A notoriously troubled production – Peckinpah wouldn’t make another film for five years after this due in part to his behaviour and substance-abuse compromised performance – the problematic shoot was compounded by a falling out between the director and producer Robert M Sherman over editing which saw Peckinpah fired and a studio approved editor in the driving seat, cutting much of the harder-edged story in an attempt to lighten things up and capitalise on the popularity of Hal Needham’s Smokey And The Bandit which had come out the year previously.
What remains, while enjoyable in and of itself, lead by a rugged Kris Kristofferson and a smoking hot Ali MacGraw (despite her baffling Estelle Getty as Sophia Petrillo perm) starts sensationally in the white-hot heat of the Arizona desert but quickly loses momentum as the cuts begin to bite and the narrative can’t avoid becoming disjointed and truncated. There’s still plenty of fun before it gets tangled up in its own good intentions, though, and the best bits are often nothing more than a bunch of big boys playing with their trucks in the world’s biggest sandpit.

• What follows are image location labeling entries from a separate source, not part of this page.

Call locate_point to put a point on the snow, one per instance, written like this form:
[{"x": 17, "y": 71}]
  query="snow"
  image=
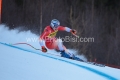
[{"x": 21, "y": 62}]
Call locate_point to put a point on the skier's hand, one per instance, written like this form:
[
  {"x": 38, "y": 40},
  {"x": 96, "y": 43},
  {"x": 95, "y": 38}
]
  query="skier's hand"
[
  {"x": 73, "y": 32},
  {"x": 44, "y": 49}
]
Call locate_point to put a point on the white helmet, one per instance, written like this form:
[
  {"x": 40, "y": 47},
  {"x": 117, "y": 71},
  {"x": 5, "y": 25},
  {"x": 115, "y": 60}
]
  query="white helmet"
[{"x": 54, "y": 23}]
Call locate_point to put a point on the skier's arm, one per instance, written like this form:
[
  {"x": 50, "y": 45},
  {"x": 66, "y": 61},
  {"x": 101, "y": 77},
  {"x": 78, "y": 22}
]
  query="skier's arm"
[
  {"x": 41, "y": 40},
  {"x": 61, "y": 28}
]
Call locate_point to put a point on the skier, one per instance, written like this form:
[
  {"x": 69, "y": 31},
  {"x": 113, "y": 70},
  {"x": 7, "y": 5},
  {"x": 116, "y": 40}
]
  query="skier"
[{"x": 52, "y": 42}]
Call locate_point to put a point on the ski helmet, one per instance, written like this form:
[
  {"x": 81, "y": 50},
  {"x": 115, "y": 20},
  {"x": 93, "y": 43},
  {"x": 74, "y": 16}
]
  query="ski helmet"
[{"x": 54, "y": 23}]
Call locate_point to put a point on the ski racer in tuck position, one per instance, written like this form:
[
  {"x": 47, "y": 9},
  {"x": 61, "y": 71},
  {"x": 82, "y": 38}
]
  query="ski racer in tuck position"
[{"x": 51, "y": 42}]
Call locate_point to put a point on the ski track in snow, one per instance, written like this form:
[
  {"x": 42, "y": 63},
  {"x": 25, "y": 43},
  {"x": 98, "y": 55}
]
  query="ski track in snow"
[{"x": 67, "y": 70}]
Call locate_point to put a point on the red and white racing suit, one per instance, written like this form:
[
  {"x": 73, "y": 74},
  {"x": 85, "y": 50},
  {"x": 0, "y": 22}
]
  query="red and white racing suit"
[{"x": 51, "y": 41}]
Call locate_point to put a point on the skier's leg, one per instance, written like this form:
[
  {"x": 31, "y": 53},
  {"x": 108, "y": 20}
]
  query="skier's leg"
[{"x": 62, "y": 49}]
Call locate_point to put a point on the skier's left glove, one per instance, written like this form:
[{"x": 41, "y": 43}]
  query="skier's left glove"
[
  {"x": 73, "y": 31},
  {"x": 44, "y": 49}
]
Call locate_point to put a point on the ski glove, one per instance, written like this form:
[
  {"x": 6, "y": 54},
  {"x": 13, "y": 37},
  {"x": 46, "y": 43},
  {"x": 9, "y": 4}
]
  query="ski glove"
[
  {"x": 73, "y": 32},
  {"x": 44, "y": 49}
]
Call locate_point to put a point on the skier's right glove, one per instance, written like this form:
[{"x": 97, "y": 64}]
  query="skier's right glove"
[{"x": 44, "y": 49}]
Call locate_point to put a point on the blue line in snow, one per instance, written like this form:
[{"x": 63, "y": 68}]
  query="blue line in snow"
[{"x": 81, "y": 66}]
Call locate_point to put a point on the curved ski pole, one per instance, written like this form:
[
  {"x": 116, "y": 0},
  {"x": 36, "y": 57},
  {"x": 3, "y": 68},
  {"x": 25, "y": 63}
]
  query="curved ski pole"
[{"x": 28, "y": 45}]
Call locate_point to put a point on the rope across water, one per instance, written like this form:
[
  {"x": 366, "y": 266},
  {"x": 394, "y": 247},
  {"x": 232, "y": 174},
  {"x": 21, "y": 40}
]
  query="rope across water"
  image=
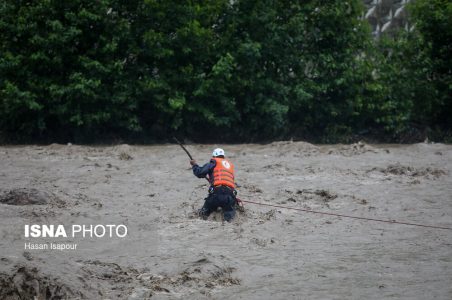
[{"x": 347, "y": 216}]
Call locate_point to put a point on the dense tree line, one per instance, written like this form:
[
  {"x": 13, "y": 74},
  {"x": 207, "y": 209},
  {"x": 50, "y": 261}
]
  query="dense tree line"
[{"x": 241, "y": 70}]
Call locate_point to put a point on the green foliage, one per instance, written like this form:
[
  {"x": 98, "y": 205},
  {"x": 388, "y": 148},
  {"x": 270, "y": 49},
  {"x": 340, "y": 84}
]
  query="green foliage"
[{"x": 215, "y": 69}]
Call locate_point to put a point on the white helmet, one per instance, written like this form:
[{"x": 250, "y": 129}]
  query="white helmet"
[{"x": 218, "y": 152}]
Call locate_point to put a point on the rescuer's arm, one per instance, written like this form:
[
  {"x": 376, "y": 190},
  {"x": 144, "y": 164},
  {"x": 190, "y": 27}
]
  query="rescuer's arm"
[{"x": 201, "y": 172}]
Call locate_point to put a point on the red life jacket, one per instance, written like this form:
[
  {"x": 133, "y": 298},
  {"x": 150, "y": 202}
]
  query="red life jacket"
[{"x": 223, "y": 173}]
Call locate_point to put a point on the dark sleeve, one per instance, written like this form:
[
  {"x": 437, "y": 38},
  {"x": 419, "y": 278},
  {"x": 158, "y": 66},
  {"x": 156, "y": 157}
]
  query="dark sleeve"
[{"x": 201, "y": 172}]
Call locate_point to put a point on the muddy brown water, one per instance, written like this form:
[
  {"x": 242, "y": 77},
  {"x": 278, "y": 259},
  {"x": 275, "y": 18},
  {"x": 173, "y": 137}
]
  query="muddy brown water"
[{"x": 265, "y": 253}]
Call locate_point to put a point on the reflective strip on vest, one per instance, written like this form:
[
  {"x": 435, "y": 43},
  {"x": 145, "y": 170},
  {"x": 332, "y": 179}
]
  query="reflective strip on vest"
[{"x": 223, "y": 173}]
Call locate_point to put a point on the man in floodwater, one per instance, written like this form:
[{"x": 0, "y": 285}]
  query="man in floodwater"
[{"x": 220, "y": 173}]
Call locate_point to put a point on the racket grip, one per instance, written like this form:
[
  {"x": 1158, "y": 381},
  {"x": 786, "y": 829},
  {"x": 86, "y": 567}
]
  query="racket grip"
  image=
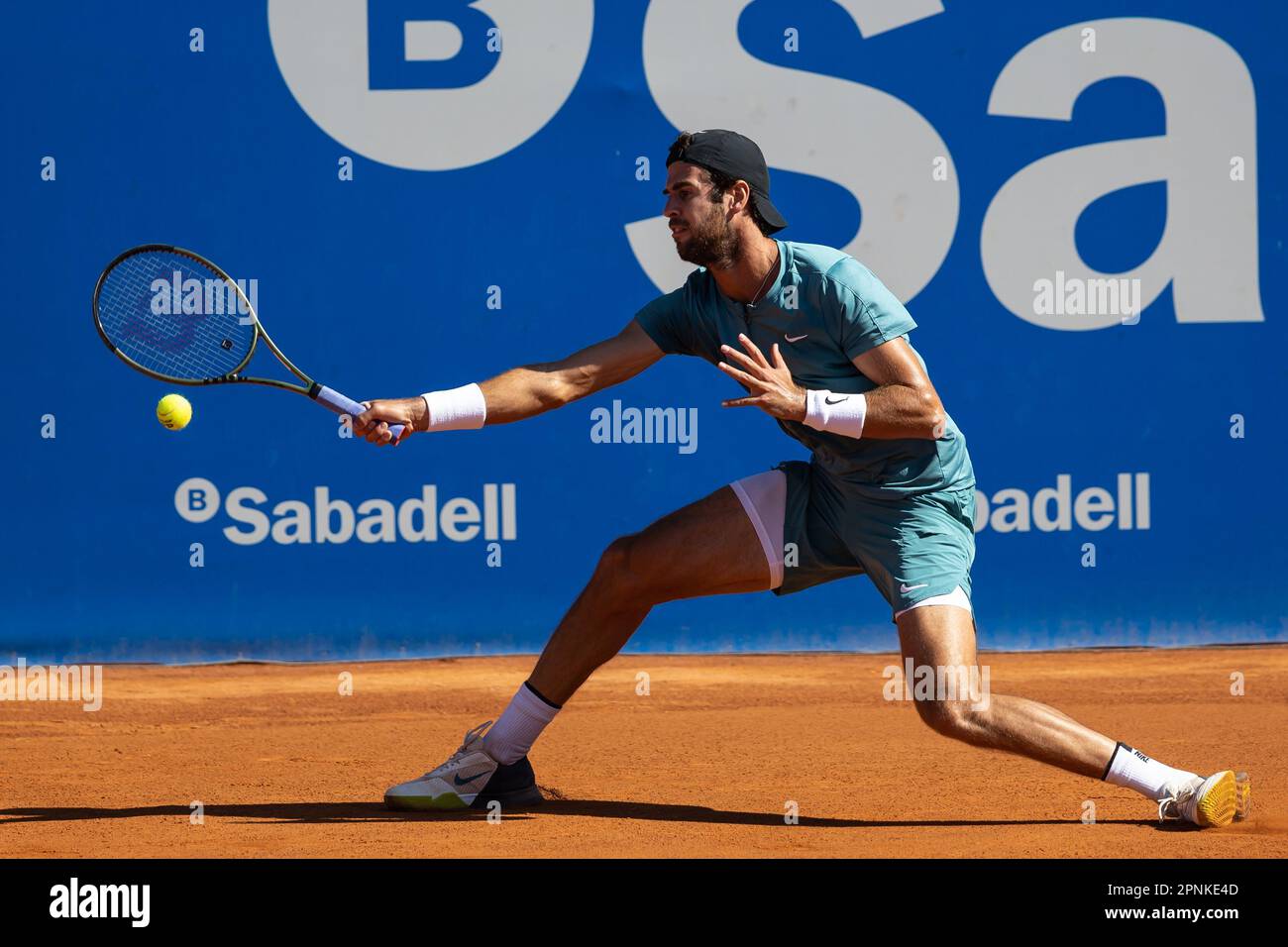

Is CONVOY a comedy? A satire? A hard-hitting action thriller? The film itself never seems quite sure and, for Peckinpah – even bowdlerised Peckinpah, it feels oddly bloodless but while it arrived just a little too late to really capitalise on the brief infatuation with CB radio and trucker culture, there’s something decidedly contemporary now in its portrayal of a vindictive, racist and brutal police crackdown on the truckers while opportunistic politicians meddle from the side-lines looking for ways to leverage the conflict to their own advantage.
I fondly remember watching Convoy on TV when I was much younger and while looking at it today it’s absolutely drenched in the testosterone-fuelled machismo and cultural mores of the time it still runs pretty well despite the years and the mileage. Certainly well enough to run more recent trucker movies like The Ice Road off the highway.